Va ora in onda: Il Terrore
Una delle definizioni che più ci piace, capace di farci stravaccare bendisposti in poltrona con gli occhi sgranati e la massima attenzione, è: “solido thriller coreano”. Se qualcuno presenta un film con questa formula magica, pensiamo subito “è nostro”. E infatti The Terror, Live è nostro. Girato interamente all’interno di uno studio radiotelevisivo, è la miliardesima riflessione sui media, ma per fortuna del tutto priva di sermoni e pretese meta-qualsiasi cosa. Essenzialmente un one man show, con i riflettori costantemente puntati sul protagonista – la star coreana Ha Jung-Woo – che si esibisce in una interpretazione impeccabile: un giornalista tv in declino, declassato in radio, che cerca di approfittare della telefonata in diretta di un terrorista per avere la sua chance di riscossa. Ovviamente gli eventi prenderanno una piega drammatica. Notevole anche la parata di comprimari, spietata galleria di personaggi avidi, ottusi e gretti, corrotti ed ipocriti: d’altronde se si parla di media in maniera onesta non può essere altrimenti. Piccolo spoiler: l’unica anima candida, in un certo senso, è il terrorista.

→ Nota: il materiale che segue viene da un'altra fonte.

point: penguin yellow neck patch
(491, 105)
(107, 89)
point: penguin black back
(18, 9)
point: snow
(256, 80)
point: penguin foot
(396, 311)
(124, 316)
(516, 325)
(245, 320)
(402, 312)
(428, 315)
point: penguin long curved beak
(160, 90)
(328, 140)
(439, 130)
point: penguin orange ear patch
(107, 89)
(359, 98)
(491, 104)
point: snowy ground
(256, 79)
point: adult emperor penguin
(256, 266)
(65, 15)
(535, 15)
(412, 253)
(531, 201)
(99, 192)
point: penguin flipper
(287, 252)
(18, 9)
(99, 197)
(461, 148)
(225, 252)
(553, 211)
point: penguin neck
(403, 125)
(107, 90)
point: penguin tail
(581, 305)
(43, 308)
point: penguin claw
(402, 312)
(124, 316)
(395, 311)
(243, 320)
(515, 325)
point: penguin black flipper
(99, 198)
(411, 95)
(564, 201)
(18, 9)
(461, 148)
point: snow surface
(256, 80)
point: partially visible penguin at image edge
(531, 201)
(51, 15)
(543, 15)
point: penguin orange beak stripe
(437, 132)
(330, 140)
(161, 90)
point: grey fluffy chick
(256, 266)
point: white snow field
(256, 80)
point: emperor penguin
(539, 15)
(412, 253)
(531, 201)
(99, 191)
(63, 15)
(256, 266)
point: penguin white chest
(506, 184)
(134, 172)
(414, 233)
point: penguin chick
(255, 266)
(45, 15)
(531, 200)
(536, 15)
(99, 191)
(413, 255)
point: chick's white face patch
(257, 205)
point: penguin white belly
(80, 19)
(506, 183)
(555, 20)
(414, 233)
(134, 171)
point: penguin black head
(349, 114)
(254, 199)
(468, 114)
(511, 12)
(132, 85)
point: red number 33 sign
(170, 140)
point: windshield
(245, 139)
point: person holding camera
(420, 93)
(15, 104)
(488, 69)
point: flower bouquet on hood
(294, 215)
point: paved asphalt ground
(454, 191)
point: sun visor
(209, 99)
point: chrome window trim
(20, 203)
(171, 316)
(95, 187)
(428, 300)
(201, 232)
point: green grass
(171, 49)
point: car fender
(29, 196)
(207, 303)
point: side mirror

Il giovane regista Kim Byung-Woo (all’esordio nel mainstream coreano dopo due opere che più indipendenti non si può) si è concentrato sulla tensione narrativa, sui dialoghi mitragliati che danno alla pellicola un ritmo action come se fossero inseguimenti d’auto, usando l’altrimenti inflazionatissima camera a spalla con efficacia da reality adrenalinico, metodo che rimanda all’indimenticato United 93: paragone curioso, se si pensa all’immobilità dello studio radiotelevisivo e alla dinamicità di un aereo dirottato; il talento di Kim è però in grado di rendere il set più dinamico di un treno in corsa, il film quindi si allontana da opere apparentemente gemelle come In linea con l’assassino di Joel Schumacher (che peraltro si “aiutava” con lo stratagemma dello split-screen).

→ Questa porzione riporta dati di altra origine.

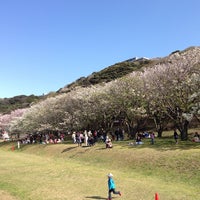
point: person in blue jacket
(111, 187)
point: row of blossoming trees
(164, 92)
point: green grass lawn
(65, 171)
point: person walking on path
(175, 136)
(111, 187)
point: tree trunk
(183, 128)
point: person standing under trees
(152, 137)
(175, 136)
(111, 187)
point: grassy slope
(66, 171)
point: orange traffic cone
(156, 196)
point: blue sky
(47, 44)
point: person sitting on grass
(111, 187)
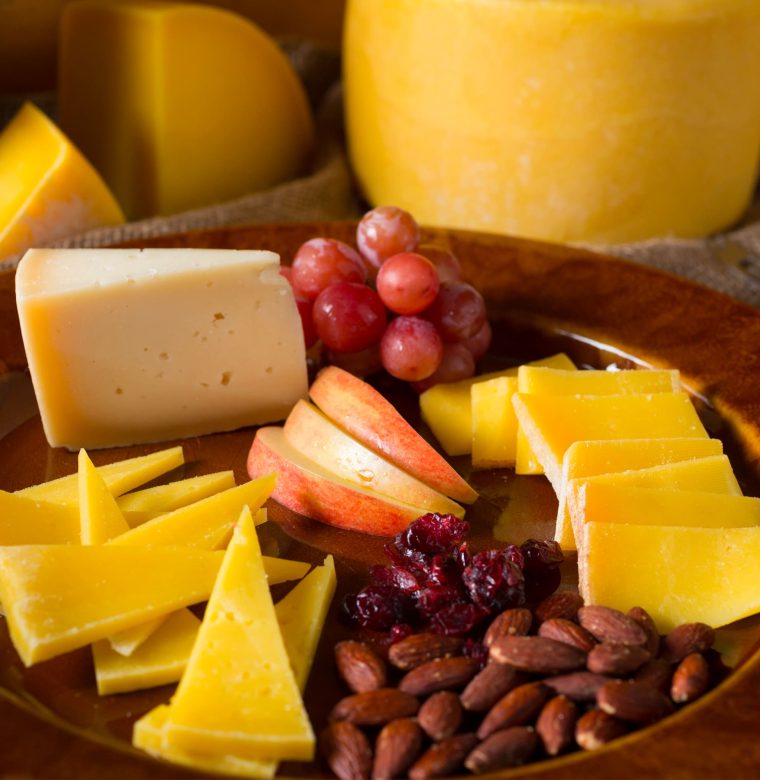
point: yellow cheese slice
(678, 574)
(100, 518)
(447, 408)
(204, 523)
(142, 505)
(538, 380)
(48, 190)
(553, 423)
(120, 477)
(590, 458)
(61, 597)
(159, 660)
(256, 710)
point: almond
(346, 750)
(374, 708)
(444, 757)
(420, 648)
(397, 745)
(690, 679)
(611, 625)
(440, 715)
(537, 654)
(564, 630)
(503, 749)
(633, 702)
(561, 604)
(556, 724)
(438, 675)
(360, 667)
(511, 622)
(518, 708)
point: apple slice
(361, 410)
(314, 435)
(306, 487)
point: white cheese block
(128, 346)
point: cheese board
(542, 299)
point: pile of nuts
(559, 678)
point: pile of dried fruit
(549, 680)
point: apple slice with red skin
(369, 417)
(314, 435)
(307, 488)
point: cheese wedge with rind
(256, 710)
(590, 458)
(61, 597)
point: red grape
(445, 262)
(386, 231)
(320, 262)
(458, 312)
(407, 283)
(411, 348)
(349, 317)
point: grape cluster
(393, 304)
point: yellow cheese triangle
(61, 597)
(120, 477)
(256, 710)
(100, 518)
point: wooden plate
(542, 298)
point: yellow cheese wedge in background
(553, 423)
(590, 458)
(538, 380)
(48, 190)
(447, 408)
(256, 710)
(203, 85)
(121, 476)
(678, 574)
(61, 597)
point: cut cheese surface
(447, 407)
(48, 190)
(120, 477)
(553, 423)
(208, 341)
(678, 574)
(61, 597)
(589, 458)
(256, 710)
(541, 380)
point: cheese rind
(128, 346)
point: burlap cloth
(729, 262)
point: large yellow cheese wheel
(597, 120)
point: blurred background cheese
(47, 188)
(179, 105)
(571, 120)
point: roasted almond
(564, 630)
(633, 702)
(503, 749)
(398, 744)
(561, 604)
(418, 649)
(611, 625)
(511, 622)
(537, 654)
(360, 667)
(443, 758)
(375, 708)
(556, 724)
(518, 708)
(438, 675)
(441, 715)
(346, 750)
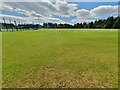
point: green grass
(48, 58)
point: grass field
(52, 58)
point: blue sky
(60, 11)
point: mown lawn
(51, 58)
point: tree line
(109, 23)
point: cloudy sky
(59, 11)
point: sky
(59, 11)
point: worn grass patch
(60, 59)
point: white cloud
(101, 11)
(65, 9)
(83, 13)
(43, 11)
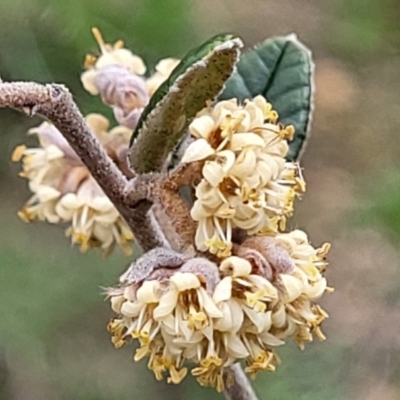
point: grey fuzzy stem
(241, 388)
(55, 103)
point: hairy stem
(55, 103)
(241, 388)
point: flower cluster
(213, 316)
(118, 76)
(247, 183)
(64, 191)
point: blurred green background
(53, 339)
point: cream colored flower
(163, 71)
(64, 191)
(247, 182)
(110, 55)
(183, 317)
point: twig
(55, 103)
(241, 388)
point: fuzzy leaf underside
(198, 78)
(280, 69)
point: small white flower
(64, 191)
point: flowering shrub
(205, 185)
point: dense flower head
(247, 183)
(64, 191)
(207, 321)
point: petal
(132, 309)
(270, 340)
(293, 287)
(241, 140)
(235, 266)
(185, 281)
(208, 304)
(148, 292)
(235, 346)
(200, 149)
(166, 305)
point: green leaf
(199, 77)
(280, 69)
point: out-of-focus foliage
(53, 339)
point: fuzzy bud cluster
(65, 192)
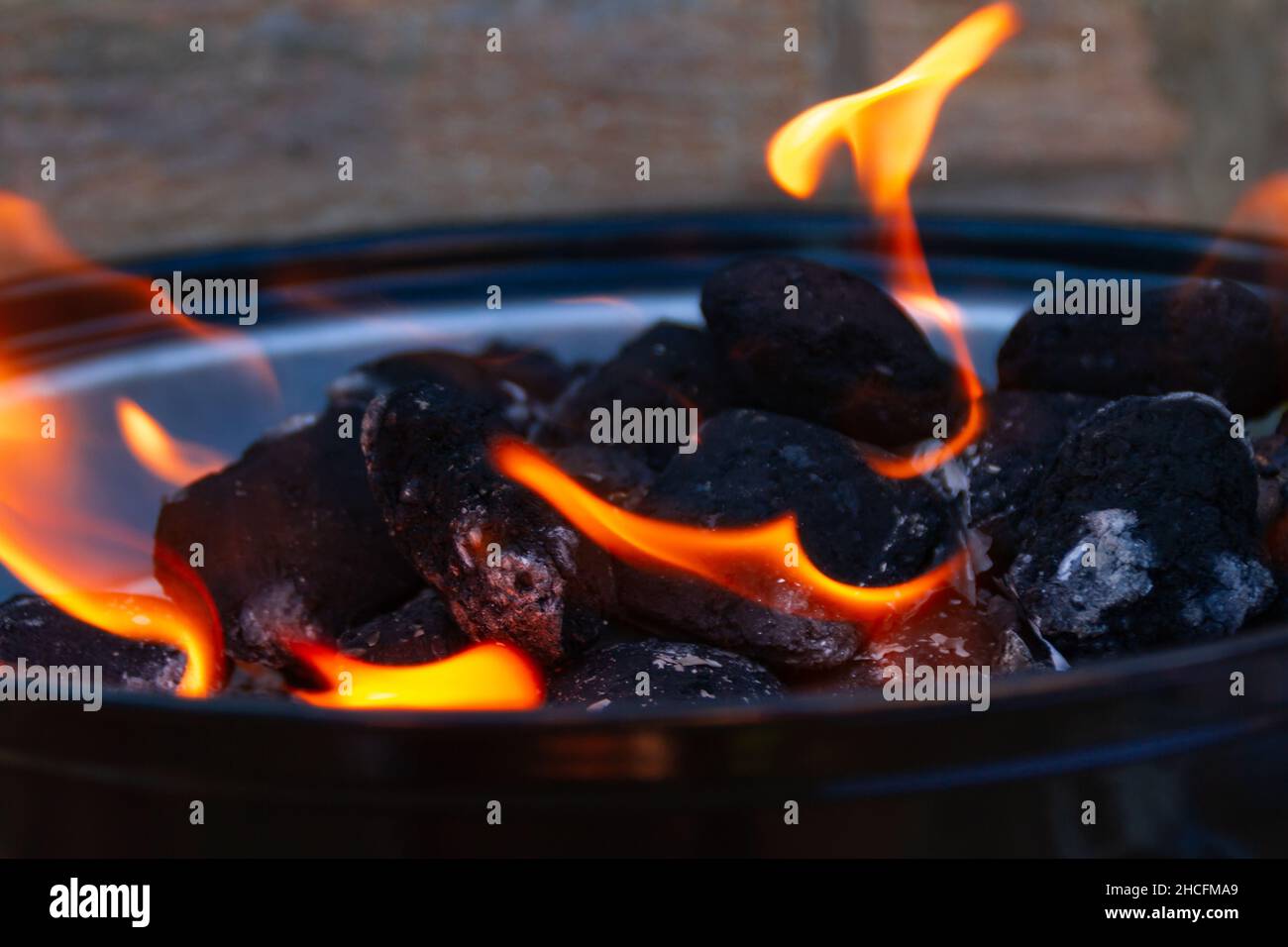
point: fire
(1261, 213)
(53, 543)
(487, 677)
(888, 129)
(750, 562)
(167, 459)
(54, 538)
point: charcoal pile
(1111, 502)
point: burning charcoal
(855, 526)
(417, 633)
(669, 368)
(613, 474)
(655, 673)
(846, 357)
(1205, 335)
(35, 630)
(944, 630)
(489, 379)
(509, 567)
(1270, 455)
(540, 375)
(1271, 459)
(291, 540)
(1006, 464)
(1144, 531)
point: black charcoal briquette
(509, 566)
(1203, 335)
(35, 630)
(1144, 531)
(656, 674)
(823, 344)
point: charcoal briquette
(846, 356)
(510, 567)
(292, 544)
(1212, 337)
(34, 629)
(943, 630)
(610, 472)
(855, 526)
(1005, 466)
(420, 631)
(670, 367)
(657, 674)
(515, 381)
(1144, 531)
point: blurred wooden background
(160, 149)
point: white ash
(1120, 575)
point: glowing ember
(166, 458)
(488, 677)
(888, 129)
(751, 562)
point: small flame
(163, 457)
(888, 129)
(751, 562)
(1261, 213)
(487, 677)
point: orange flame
(59, 549)
(1261, 213)
(751, 562)
(487, 677)
(53, 534)
(888, 129)
(163, 457)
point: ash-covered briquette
(670, 367)
(420, 631)
(515, 380)
(1203, 335)
(34, 629)
(655, 673)
(510, 567)
(846, 357)
(944, 630)
(1021, 434)
(291, 541)
(1144, 531)
(855, 526)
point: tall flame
(750, 562)
(166, 458)
(888, 129)
(487, 677)
(54, 536)
(53, 543)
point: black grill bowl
(1173, 763)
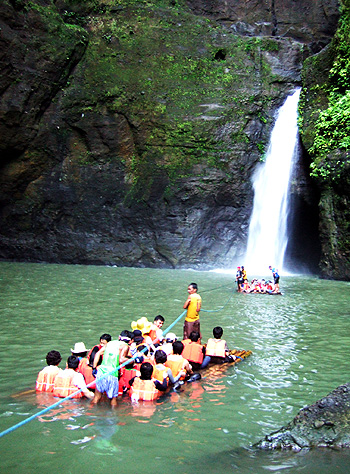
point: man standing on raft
(193, 305)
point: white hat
(79, 347)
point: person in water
(156, 333)
(193, 305)
(145, 387)
(84, 368)
(46, 377)
(161, 371)
(95, 355)
(239, 278)
(177, 363)
(69, 381)
(193, 350)
(276, 279)
(114, 354)
(244, 273)
(216, 350)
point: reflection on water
(300, 343)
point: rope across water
(62, 400)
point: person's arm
(97, 357)
(79, 382)
(123, 355)
(173, 379)
(188, 368)
(162, 386)
(187, 302)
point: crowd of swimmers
(151, 363)
(257, 285)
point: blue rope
(45, 410)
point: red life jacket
(158, 373)
(46, 378)
(63, 386)
(216, 347)
(175, 364)
(125, 376)
(144, 390)
(193, 351)
(85, 369)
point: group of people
(143, 362)
(257, 285)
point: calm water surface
(300, 343)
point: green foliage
(174, 79)
(332, 127)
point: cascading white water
(267, 237)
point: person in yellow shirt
(193, 305)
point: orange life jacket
(153, 335)
(46, 378)
(85, 369)
(125, 376)
(192, 351)
(158, 373)
(175, 364)
(144, 389)
(63, 386)
(216, 347)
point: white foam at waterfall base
(268, 233)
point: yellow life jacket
(192, 351)
(46, 378)
(158, 373)
(175, 363)
(144, 390)
(63, 386)
(216, 347)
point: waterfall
(267, 236)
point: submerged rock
(324, 424)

The Terror, Live è costato meno di un decimo di Snowpiercer: i due film sono arrivati nelle sale contemporaneamente, e il piccolo film di Kim ha avuto comunque un ottimo successo: più di 200.000 biglietti nel primo giorno di programmazione.

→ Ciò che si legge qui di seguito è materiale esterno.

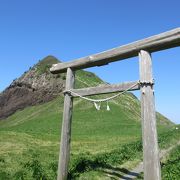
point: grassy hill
(29, 139)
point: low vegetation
(101, 140)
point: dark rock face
(34, 87)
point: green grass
(29, 139)
(171, 167)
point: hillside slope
(29, 138)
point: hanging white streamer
(97, 106)
(95, 101)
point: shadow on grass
(108, 170)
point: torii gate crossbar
(143, 49)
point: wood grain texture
(151, 160)
(66, 129)
(104, 89)
(152, 44)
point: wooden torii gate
(141, 48)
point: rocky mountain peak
(35, 86)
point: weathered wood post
(64, 155)
(151, 161)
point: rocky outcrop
(36, 86)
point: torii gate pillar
(151, 163)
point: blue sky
(69, 29)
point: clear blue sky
(69, 29)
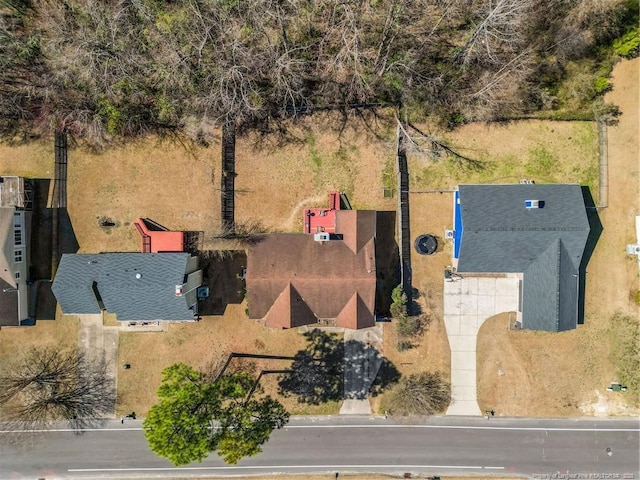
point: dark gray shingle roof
(134, 286)
(545, 244)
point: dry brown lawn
(178, 186)
(275, 183)
(196, 344)
(46, 333)
(565, 374)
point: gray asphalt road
(581, 448)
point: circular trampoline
(426, 244)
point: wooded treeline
(100, 68)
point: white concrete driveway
(468, 302)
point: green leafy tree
(197, 415)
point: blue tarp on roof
(457, 225)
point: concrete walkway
(362, 360)
(468, 302)
(99, 343)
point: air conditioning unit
(321, 237)
(529, 204)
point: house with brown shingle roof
(298, 279)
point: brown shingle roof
(293, 280)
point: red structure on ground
(317, 220)
(156, 238)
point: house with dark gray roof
(16, 200)
(134, 286)
(537, 231)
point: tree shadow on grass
(316, 374)
(330, 370)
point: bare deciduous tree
(48, 385)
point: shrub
(398, 303)
(627, 45)
(423, 393)
(602, 85)
(410, 326)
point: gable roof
(134, 286)
(500, 235)
(293, 280)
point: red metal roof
(318, 220)
(156, 240)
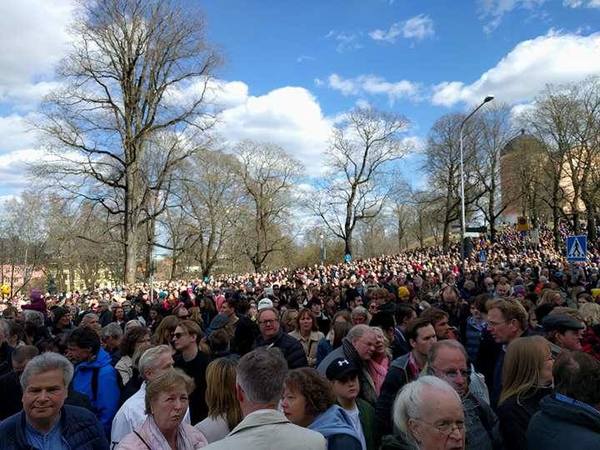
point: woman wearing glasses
(526, 379)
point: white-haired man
(430, 416)
(153, 363)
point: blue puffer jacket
(337, 428)
(80, 429)
(105, 400)
(564, 425)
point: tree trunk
(150, 233)
(130, 257)
(348, 245)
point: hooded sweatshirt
(564, 424)
(333, 423)
(105, 399)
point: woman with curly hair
(134, 337)
(308, 401)
(526, 379)
(224, 411)
(307, 332)
(590, 343)
(164, 332)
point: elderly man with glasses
(271, 335)
(46, 423)
(448, 360)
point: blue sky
(291, 67)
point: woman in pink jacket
(164, 429)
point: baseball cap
(340, 368)
(561, 321)
(264, 303)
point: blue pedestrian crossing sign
(577, 248)
(482, 256)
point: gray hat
(218, 322)
(561, 321)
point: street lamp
(322, 237)
(489, 98)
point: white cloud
(16, 133)
(289, 116)
(494, 10)
(582, 3)
(14, 165)
(303, 58)
(416, 144)
(417, 28)
(550, 59)
(34, 38)
(374, 85)
(345, 41)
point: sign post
(577, 248)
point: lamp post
(322, 237)
(462, 180)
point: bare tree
(355, 188)
(268, 175)
(212, 197)
(24, 240)
(552, 120)
(138, 68)
(494, 131)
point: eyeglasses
(454, 373)
(446, 428)
(267, 322)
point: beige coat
(309, 345)
(268, 429)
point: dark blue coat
(80, 428)
(563, 426)
(292, 350)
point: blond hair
(166, 382)
(522, 368)
(590, 313)
(220, 391)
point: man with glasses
(404, 369)
(448, 360)
(193, 362)
(271, 335)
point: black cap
(561, 321)
(218, 322)
(341, 368)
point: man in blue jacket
(569, 419)
(94, 375)
(46, 423)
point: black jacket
(80, 428)
(514, 414)
(196, 368)
(246, 332)
(5, 358)
(292, 349)
(563, 426)
(395, 379)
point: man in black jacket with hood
(271, 335)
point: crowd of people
(412, 351)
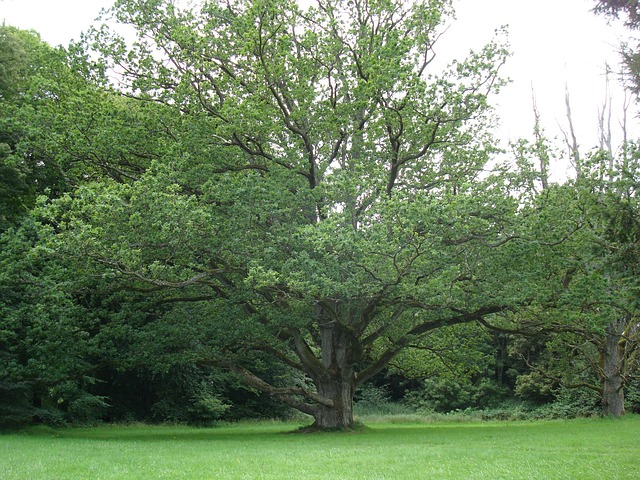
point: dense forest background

Nonostante l’apparente voglia di intrattenimento che sembra animare la regia, questo è un film profondamente politico, animato da un furore anti-establishment che prima evidenzia le patologiche gerarchie della società capitalistica e del mondo del lavoro in Corea (usando un linguaggio ultra-popolare: probabile concausa del successo al botteghino, insieme alla scelta riconoscibilissima dell’obiettivo dell’attentato esplosivo: il Mapo Bridge di Seoul), poi culmina in un finale da applausi, sopra le righe, eccessivo, proprio come piace a noi. Avrebbe potuto essere un dignitosissimo episodio di Black Mirror.